By SUCHEERA PINIJPARAKARN
THE baht yesterday hit a five-month high while the Stock Exchange of Thailand Index also rose in response to the European Central Bank’s latest monetary-easing measure.
The baht opened at 35.08 to the US dollar, the highest in five months. The SET Index yesterday was also up by 14.53 points, closing at 1,393.41 in response to the ECB’s monetary-easing, as investors expected to see an influx of capital into emerging markets.
Meanwhile, the bullion gold price in Thailand’s spot market yesterday also surged by Bt400 to Bt21,000/Bt21,300 per baht weight gold, resulting from a $15 per ounce rise in the global futures prices that hit a new high of US$1,272 per ounce.
The ECB recently lowered the main rate at which it lends to commercial banks – the so-called refi rate – to zero for the first time ever from 0.05 per cent.
It pushed up the interest rate on its deposit facility for commercial banks to minus .40 per cent from minus 0.30 per cent.
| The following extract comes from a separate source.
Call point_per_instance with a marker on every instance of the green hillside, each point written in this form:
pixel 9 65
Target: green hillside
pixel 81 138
This means commercial banks in fact pay the ECB if they choose to transfer their excess funds at the end of the day.
The rate on its marginal lending facility, – the ECB’s overnight credit to banks – has been lowered to 0.25 per cent from 0.30 per cent.
The ECB also announced it would expand the volume of bonds it purchases each month under its programme of quantitative easing (QE) to 80 billion euros ($88 billion) from 60 billion euros. And it would also start buying corporate bonds under the QE programme.
Siam Commercial Bank’s Economic Intelligence said if the baht strengthened at a rate faster than other currencies, this might put pressure on the Thai central bank to cut its policy rate.
Year to date, the Thai currency has appreciated by 2.3 per cent while Malaysia’s ringgit has strengthened by 4.2 per cent, and the Indonesian rupiah by 5.1 per cent.
“However, there is little chance of the Monetary Policy Committee meeting on March 23 reducing the policy rate to depreciate the value of the baht,” the EIC said. The ECB’s money-easing measure is expected to delay a hike in the US interest rate to keep the momentum of the global economy. But this will only result in a slight depreciation of the baht, according to local economists.
As for the baht, it’s not depreciated much as a result of the ECB’s stimulus package, she said, adding the trigger that could weaken the baht was the US Federal Reserve’s decision to hike its Fed fund rate, said Pimonwan Mahujchariyawong, assistant managing director of Kasikorn Research Centre.
The Fed is expected to hold its policy rate and consider raising it again in the middle of this year, she said.
Amonthep Chawla, head of CIMB Thai Bank’s research office, said the clear result of the ECB’s stimulus measure announcement was the euro did not depreciate against the US dollar. Capital funds also flew to emerging markets, strengthening the baht in the short term.